In Islam, visual representations of all the prophets and messengers of God are prohibited in order to prevent idolatry, and the worshipping of the images themselves rather than God.
Demonstrations were organized across the country after midday Friday prayers and almost all of them ended without incident. In Karachi however, a group of protesters wanted to march on the French consulate and they became violent when police blocked their way. Security forces fired tear gas, water cannon and warning shots to disperse the crowd.

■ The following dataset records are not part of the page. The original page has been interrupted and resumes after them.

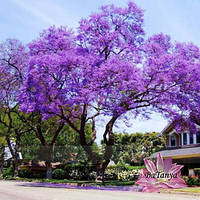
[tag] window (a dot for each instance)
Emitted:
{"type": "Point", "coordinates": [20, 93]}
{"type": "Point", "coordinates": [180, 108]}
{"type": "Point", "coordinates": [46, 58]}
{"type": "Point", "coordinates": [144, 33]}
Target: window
{"type": "Point", "coordinates": [173, 140]}
{"type": "Point", "coordinates": [191, 138]}
{"type": "Point", "coordinates": [198, 137]}
{"type": "Point", "coordinates": [184, 138]}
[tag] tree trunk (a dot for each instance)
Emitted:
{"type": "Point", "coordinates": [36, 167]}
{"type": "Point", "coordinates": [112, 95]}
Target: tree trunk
{"type": "Point", "coordinates": [49, 158]}
{"type": "Point", "coordinates": [2, 159]}
{"type": "Point", "coordinates": [49, 170]}
{"type": "Point", "coordinates": [15, 164]}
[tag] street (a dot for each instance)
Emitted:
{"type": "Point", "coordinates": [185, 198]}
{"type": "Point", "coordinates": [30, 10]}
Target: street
{"type": "Point", "coordinates": [11, 190]}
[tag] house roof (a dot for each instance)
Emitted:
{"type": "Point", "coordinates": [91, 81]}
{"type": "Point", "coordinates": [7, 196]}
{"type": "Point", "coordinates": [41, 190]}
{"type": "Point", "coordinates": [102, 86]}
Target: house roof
{"type": "Point", "coordinates": [179, 153]}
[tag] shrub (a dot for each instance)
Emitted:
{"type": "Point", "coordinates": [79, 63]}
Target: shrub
{"type": "Point", "coordinates": [197, 172]}
{"type": "Point", "coordinates": [79, 171]}
{"type": "Point", "coordinates": [191, 181]}
{"type": "Point", "coordinates": [7, 173]}
{"type": "Point", "coordinates": [58, 174]}
{"type": "Point", "coordinates": [25, 173]}
{"type": "Point", "coordinates": [28, 173]}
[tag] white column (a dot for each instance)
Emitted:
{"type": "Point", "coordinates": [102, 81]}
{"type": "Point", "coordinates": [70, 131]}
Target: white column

The clashes wounded several people, including a photojournalist with the French news agency AFP. Witnesses and police reported some of the protesters carried guns, blaming them for the casualties. Protest rallies were also organized in other Pakistani cities but all passed peacefully.
Several hundred demonstrators gathered in a central part of the Pakistani capital and shouted slogans denouncing Charlie Hebdo. They demanded the French magazine be closed immediately for insulting Islam’s Prophet. Rally participants were carrying banners that read “Shame on Charlie Hebdo.”
Abdul Manan, a student at Islamabad’s Islamic University, explained his view.
He says that hurting and playing with the sentiments of Muslims by allowing such publications must come to an end. Manan says Islam and Muslims are a peaceful religion and people but they cannot tolerate the insult of their prophet. Such acts are being done repeatedly and can lead to more extremist violence and destroy world peace, he says.
Charlie Hebdo is known for its satirical attacks on religion - Islam and others. Two gunmen attacked its Paris headquarters last week and killed 12 people, including editors, cartoonists and two policemen. But the deadly assault that did not stop Charlie Hebdo from publishing a cartoon depicting the Prophet Muhammad in the weekly’s new issue this past Wednesday.
Pakistan's parliament on Thursday unanimously adopted a resolution condemning publication of the image and lawmakers later marched outside to protest the French weekly’s latest cover.
Friday’s protests against Charlie Hebdo came the same day civil society groups organized candlelight vigils across Pakistan to mark one month since Islamist extremists attacked a school in the city of Peshawar and massacred 150 people, most of them children. Participants at one such rally in Islamabad demanded the government take serious action against religious extremism.
Protesters were chanting 'down with terrorism' and 'down with the Taliban' and demanded the government arrest Islamist clerics, including a preacher at a mosque in Islamabad for supporting Islamist militancy.
Human rights advocate Tahira Abdullah while speaking to VOA criticized Pakistan's government for not moving against Islamic seminaries that are allegedly involved in promoting religious extremism and terrorism.
“We have laws we have policies, we lack the political will and the commitment," Abdullah said. "Our politicians live in fear, they are cowards. And now we want to have military courts. Why, why? Is it because the army colonel or the major who is going to sit as a judge in the court will go home to a barricaded cantonment home at night? And [civil] judges have no protection, police have no protection, prosecution have no protection, witnesses have no protection. We need to strengthen our existing civilian structures.”
Pakistan has introduced several administrative and legislative measures as part of its counter-terrorism efforts since the Peshawar school attack. The measures include reinstatement of the death penalty and setting up military courts to try civilian terror suspects. Since the school raid, authorities have hanged around 20 people convicted of previous terrorism charges.
The Pakistani Taliban claimed responsibility for the school attack and has threatened more assaults.